Austin residents have hots for rare Hatch chile peppers

Layne Lynch

In the oppressive heat of mid August, large, emerald-green peppers ripen to perfection, are plucked with delicate tugs and loaded into worn, wooden crates to be shipped across the country. These are no ordinary peppers, though; they are the rare Hatch variety.

To celebrate this uncommon and uniquely flavored food, Austin restaurants and stores such as Chuy’s and Central Market are selling Hatch chilies and Hatch chile products.

The Hatch chili pepper is not something one can find on just any farm in any state. It is grown in only one place in the United States — the small town of Hatch, N.M. With a population of just fewer than 1,700, Hatch farmers labor to cultivate the Hatch chile pepper to meet the demands of countless stores and hungry mouths.

As if growing in a small town doesn’t make this pepper unique enough, the short growing season makes it an even hotter commodity. According to the Whole Foods website, the peak season of the pepper lasts just a few weeks in August and ends at the beginning of September.

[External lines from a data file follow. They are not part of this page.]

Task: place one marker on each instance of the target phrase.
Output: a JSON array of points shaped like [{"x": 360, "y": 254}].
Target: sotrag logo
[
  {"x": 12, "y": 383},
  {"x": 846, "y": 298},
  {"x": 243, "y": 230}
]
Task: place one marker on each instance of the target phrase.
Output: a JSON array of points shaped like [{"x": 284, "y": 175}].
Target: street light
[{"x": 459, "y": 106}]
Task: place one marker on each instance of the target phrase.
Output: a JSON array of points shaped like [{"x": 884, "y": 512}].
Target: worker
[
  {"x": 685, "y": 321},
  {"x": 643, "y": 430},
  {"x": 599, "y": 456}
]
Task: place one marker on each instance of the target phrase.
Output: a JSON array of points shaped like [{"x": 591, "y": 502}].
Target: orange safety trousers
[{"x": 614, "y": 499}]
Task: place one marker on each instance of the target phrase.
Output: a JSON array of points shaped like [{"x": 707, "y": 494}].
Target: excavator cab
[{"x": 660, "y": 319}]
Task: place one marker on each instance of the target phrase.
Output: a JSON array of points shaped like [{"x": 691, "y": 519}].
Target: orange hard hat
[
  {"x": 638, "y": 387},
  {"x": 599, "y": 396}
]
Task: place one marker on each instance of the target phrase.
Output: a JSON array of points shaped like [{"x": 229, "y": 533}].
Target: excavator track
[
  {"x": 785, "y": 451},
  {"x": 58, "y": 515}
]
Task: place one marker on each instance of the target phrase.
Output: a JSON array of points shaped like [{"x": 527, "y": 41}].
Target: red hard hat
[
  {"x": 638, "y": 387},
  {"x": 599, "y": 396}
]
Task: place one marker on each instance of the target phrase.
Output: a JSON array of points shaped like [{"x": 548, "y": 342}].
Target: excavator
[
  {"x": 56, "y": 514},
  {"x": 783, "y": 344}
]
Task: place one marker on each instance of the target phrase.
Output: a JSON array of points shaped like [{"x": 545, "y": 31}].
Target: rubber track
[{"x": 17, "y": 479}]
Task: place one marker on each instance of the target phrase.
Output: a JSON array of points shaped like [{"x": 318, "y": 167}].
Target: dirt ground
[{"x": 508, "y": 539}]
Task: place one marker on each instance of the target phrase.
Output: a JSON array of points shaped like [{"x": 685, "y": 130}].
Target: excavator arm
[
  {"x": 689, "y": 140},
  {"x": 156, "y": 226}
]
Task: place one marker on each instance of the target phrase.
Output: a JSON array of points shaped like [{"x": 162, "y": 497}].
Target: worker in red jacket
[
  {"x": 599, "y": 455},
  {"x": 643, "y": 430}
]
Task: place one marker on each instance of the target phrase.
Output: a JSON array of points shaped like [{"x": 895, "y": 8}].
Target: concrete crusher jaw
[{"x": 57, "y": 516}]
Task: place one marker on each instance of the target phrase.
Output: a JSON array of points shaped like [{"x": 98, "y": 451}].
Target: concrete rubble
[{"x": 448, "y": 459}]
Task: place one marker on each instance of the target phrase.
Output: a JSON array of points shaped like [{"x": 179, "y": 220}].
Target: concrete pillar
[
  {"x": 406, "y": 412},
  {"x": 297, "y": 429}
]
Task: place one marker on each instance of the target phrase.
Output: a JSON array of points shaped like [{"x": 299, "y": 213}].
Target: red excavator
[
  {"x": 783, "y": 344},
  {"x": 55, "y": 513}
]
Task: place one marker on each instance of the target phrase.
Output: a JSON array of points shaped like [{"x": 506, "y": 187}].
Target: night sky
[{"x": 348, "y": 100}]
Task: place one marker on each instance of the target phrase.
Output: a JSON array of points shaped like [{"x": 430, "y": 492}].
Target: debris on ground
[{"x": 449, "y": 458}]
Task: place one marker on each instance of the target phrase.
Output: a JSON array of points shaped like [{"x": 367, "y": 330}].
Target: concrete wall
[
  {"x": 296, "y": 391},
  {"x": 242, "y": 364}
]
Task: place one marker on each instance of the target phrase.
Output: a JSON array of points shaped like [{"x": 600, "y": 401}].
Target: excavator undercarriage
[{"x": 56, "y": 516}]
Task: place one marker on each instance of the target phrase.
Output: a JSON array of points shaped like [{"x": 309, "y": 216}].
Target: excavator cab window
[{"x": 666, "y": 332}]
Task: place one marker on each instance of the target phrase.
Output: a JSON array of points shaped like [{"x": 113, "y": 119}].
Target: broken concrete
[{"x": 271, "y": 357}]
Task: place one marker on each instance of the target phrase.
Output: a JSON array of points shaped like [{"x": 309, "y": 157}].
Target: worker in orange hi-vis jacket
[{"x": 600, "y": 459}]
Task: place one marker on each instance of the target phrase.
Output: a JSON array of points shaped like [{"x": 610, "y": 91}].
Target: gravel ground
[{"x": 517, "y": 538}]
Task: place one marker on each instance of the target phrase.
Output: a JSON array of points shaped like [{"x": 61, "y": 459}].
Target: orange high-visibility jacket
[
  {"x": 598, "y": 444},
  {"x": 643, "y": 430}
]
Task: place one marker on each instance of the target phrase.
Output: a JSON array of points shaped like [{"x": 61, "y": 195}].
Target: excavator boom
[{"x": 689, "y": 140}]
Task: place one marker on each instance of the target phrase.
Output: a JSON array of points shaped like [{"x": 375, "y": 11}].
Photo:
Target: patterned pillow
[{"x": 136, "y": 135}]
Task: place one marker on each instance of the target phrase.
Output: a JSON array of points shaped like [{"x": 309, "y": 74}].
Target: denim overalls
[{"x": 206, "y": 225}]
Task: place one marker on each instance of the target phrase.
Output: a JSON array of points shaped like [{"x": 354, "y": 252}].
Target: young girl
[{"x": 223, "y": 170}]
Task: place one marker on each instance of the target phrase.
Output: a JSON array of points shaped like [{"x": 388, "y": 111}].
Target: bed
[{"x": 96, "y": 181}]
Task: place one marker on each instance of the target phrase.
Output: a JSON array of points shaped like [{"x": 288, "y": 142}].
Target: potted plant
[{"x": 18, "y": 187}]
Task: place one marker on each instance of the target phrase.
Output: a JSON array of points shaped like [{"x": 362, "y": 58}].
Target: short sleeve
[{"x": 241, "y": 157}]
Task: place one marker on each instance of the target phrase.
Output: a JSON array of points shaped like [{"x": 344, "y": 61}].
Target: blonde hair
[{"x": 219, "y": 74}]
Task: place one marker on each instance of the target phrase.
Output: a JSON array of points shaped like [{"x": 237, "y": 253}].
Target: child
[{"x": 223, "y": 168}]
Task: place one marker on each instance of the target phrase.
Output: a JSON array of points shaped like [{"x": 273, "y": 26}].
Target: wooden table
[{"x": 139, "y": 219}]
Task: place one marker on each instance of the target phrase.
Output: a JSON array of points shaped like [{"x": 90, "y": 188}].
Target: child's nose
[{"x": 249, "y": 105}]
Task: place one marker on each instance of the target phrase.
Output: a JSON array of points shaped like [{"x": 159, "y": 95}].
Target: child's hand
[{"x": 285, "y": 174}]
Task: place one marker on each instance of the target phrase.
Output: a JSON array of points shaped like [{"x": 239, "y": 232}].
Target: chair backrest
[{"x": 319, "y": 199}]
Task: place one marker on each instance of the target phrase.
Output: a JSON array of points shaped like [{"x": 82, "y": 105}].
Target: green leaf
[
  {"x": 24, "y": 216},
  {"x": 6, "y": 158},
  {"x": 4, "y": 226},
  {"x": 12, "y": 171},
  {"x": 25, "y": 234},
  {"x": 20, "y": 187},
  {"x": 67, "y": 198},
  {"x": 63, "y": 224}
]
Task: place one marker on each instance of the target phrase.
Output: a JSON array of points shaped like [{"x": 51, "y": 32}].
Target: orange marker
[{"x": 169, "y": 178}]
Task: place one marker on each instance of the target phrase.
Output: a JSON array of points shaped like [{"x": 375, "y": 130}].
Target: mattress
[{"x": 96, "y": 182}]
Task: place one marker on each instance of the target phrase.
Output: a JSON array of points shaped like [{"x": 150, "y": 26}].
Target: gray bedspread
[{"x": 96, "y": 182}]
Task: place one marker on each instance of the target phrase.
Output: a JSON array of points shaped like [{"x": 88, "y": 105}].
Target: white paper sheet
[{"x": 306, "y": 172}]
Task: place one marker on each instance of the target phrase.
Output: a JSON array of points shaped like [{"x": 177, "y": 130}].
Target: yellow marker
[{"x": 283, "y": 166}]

The town of Hatch hosts an annual chili pepper festival during Labor Day Weekend. According to Marcia Nordyke, the chairwoman of the Hatch Chile Festival, an estimated 20,000 people flock to the usually isolated town for the festival every year.

“It’s funny because it started in such a small town, and now when people leave and go back home they tell everyone how delicious and addictive the peppers are,” Nordyke said. “People will roast the peppers and stick them in the freezer, just so they can have them year-round in everything.”

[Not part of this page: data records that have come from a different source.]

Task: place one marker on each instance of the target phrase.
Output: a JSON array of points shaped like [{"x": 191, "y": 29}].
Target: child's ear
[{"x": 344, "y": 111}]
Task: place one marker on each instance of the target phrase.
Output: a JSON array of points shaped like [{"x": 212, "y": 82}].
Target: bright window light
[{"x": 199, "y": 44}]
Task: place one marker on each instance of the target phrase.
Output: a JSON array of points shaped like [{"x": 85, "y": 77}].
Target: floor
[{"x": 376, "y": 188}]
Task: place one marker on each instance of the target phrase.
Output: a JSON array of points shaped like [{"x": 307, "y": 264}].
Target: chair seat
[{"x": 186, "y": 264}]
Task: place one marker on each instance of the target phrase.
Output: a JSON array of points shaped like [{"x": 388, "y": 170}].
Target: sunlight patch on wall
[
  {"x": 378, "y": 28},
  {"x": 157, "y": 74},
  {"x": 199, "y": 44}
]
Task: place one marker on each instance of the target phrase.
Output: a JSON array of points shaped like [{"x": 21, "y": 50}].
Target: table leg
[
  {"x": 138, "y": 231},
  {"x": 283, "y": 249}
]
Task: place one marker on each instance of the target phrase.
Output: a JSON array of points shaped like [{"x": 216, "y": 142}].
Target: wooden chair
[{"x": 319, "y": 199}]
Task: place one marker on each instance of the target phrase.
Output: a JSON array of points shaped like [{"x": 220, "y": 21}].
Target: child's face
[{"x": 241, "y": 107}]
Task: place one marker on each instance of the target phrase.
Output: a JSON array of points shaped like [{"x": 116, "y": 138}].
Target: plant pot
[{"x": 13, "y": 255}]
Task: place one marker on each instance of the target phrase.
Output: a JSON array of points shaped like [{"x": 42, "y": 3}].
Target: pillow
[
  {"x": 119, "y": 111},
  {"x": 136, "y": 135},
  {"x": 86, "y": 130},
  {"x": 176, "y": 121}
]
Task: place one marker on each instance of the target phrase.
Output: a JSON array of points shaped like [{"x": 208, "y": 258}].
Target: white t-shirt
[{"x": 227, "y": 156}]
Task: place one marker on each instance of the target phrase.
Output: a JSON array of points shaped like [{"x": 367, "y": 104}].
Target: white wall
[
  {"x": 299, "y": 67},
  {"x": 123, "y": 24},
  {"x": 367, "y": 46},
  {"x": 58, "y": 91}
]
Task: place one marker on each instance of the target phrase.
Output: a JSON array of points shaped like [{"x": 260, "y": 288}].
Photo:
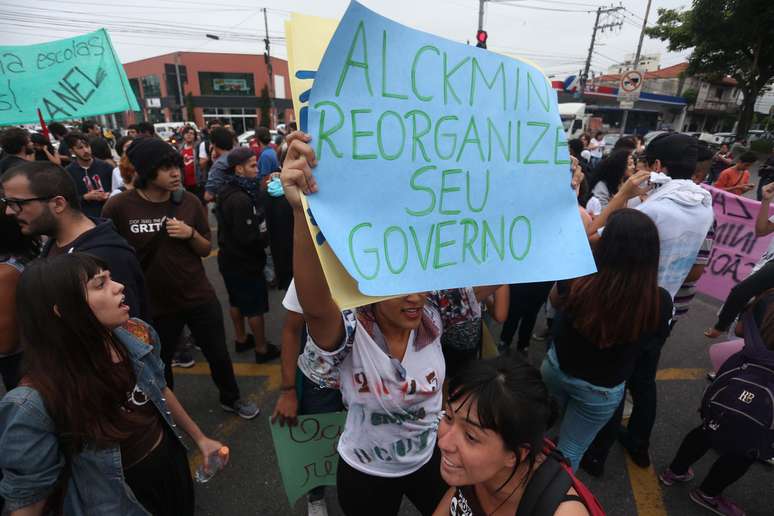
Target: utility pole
[
  {"x": 183, "y": 111},
  {"x": 600, "y": 11},
  {"x": 267, "y": 55},
  {"x": 625, "y": 118}
]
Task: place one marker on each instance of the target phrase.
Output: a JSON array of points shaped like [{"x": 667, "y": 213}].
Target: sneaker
[
  {"x": 183, "y": 359},
  {"x": 717, "y": 504},
  {"x": 628, "y": 406},
  {"x": 592, "y": 466},
  {"x": 242, "y": 408},
  {"x": 317, "y": 507},
  {"x": 272, "y": 352},
  {"x": 247, "y": 345},
  {"x": 541, "y": 335},
  {"x": 668, "y": 477}
]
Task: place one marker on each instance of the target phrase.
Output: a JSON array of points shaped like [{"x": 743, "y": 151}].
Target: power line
[{"x": 509, "y": 3}]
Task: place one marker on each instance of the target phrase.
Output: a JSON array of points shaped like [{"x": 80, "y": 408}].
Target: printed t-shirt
[
  {"x": 175, "y": 277},
  {"x": 461, "y": 317},
  {"x": 99, "y": 176},
  {"x": 732, "y": 177},
  {"x": 189, "y": 170},
  {"x": 393, "y": 407}
]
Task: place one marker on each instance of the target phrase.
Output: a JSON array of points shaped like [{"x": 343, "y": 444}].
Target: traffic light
[{"x": 481, "y": 38}]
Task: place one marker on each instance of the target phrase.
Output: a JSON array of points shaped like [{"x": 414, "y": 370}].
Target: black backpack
[
  {"x": 738, "y": 406},
  {"x": 548, "y": 487}
]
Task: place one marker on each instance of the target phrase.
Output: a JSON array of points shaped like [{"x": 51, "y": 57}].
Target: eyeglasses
[{"x": 17, "y": 205}]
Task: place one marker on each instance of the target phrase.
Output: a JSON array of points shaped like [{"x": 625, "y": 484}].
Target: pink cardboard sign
[{"x": 736, "y": 248}]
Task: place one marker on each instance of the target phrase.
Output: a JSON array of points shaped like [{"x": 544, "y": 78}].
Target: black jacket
[
  {"x": 104, "y": 242},
  {"x": 240, "y": 246}
]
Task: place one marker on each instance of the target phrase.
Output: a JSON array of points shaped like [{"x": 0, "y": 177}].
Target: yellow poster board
[{"x": 307, "y": 38}]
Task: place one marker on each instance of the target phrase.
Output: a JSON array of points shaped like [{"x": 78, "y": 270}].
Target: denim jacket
[{"x": 31, "y": 458}]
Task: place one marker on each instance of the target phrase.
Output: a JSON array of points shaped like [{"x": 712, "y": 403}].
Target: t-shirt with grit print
[
  {"x": 393, "y": 407},
  {"x": 175, "y": 278}
]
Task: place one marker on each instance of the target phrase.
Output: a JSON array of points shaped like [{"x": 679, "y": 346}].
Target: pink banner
[{"x": 736, "y": 248}]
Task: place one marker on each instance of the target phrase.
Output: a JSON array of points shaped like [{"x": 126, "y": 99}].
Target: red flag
[{"x": 43, "y": 125}]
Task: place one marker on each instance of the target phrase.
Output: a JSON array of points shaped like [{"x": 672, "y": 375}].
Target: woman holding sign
[
  {"x": 92, "y": 428},
  {"x": 386, "y": 358}
]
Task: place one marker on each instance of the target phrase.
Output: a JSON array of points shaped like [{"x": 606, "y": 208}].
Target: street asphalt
[{"x": 251, "y": 484}]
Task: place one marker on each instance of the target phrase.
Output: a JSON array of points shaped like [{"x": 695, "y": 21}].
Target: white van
[{"x": 167, "y": 130}]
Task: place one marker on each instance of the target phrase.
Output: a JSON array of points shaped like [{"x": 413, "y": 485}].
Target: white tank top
[{"x": 393, "y": 407}]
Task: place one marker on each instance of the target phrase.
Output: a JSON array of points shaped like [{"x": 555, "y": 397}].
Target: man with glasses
[{"x": 41, "y": 197}]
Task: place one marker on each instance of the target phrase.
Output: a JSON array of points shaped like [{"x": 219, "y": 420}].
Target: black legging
[
  {"x": 360, "y": 493},
  {"x": 727, "y": 469},
  {"x": 743, "y": 292},
  {"x": 524, "y": 305}
]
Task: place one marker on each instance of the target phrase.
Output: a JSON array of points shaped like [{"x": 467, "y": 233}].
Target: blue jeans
[{"x": 587, "y": 407}]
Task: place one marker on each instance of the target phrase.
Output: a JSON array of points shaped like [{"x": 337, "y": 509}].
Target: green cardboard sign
[
  {"x": 306, "y": 453},
  {"x": 68, "y": 78}
]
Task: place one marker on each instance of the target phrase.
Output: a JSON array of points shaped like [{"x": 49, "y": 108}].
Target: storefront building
[{"x": 200, "y": 86}]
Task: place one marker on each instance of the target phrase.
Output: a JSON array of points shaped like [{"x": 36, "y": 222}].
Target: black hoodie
[
  {"x": 240, "y": 247},
  {"x": 104, "y": 242}
]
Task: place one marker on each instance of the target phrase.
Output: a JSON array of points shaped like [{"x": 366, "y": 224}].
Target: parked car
[
  {"x": 652, "y": 134},
  {"x": 245, "y": 137}
]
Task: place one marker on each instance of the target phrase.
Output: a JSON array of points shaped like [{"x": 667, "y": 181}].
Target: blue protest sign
[
  {"x": 441, "y": 165},
  {"x": 68, "y": 78}
]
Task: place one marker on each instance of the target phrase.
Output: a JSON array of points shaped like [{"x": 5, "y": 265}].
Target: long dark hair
[
  {"x": 611, "y": 170},
  {"x": 67, "y": 351},
  {"x": 512, "y": 400},
  {"x": 627, "y": 263}
]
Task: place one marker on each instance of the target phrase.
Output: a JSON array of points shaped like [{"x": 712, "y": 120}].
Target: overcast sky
[{"x": 554, "y": 34}]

UT students and other Austin residents don’t even have to leave the confines of the city to celebrate this spicy pepper. Central Market has taken to holding its own festival for the popular pepper. This marks the 15th year Central Market has hosted Hatch chile pepper events during the month of August.

Throughout the store, the pepper can be found stuffed into chicken breasts, blended in crab cakes and even baked into desserts such as Hatch and apple cobbler or pie. Since the festival’s beginning in 1995, more events have been added to the calendar such as the Hatch Chile Recipe contest in 2007. The store even published the “Central Market Hatch Chile Recipe” book in 2008.

“We sell over 275,000 pounds to the Central Market stores in Texas,” Nordyke said. “And that number continues to grow every year.”

According to a Central Market employee who preferred to remain anonymous, the store’s profits from the pepper have gone up this year. The employee believes the profits of the pepper will more than double this year and that the contests and assortment of Hatch products are what keep enthusiasm rising.

“It’s funny because I used to think it was the addictive flavor and the numerous uses of the pepper that made people love them,” Nordyke said. “Now, I realize it’s all about the culture and how it ties this small town to so many different places.”

If driving to New Mexico isn’t on the agenda this Labor Day weekend, catch the Hatch Chile Festival at Central Market before it ends today.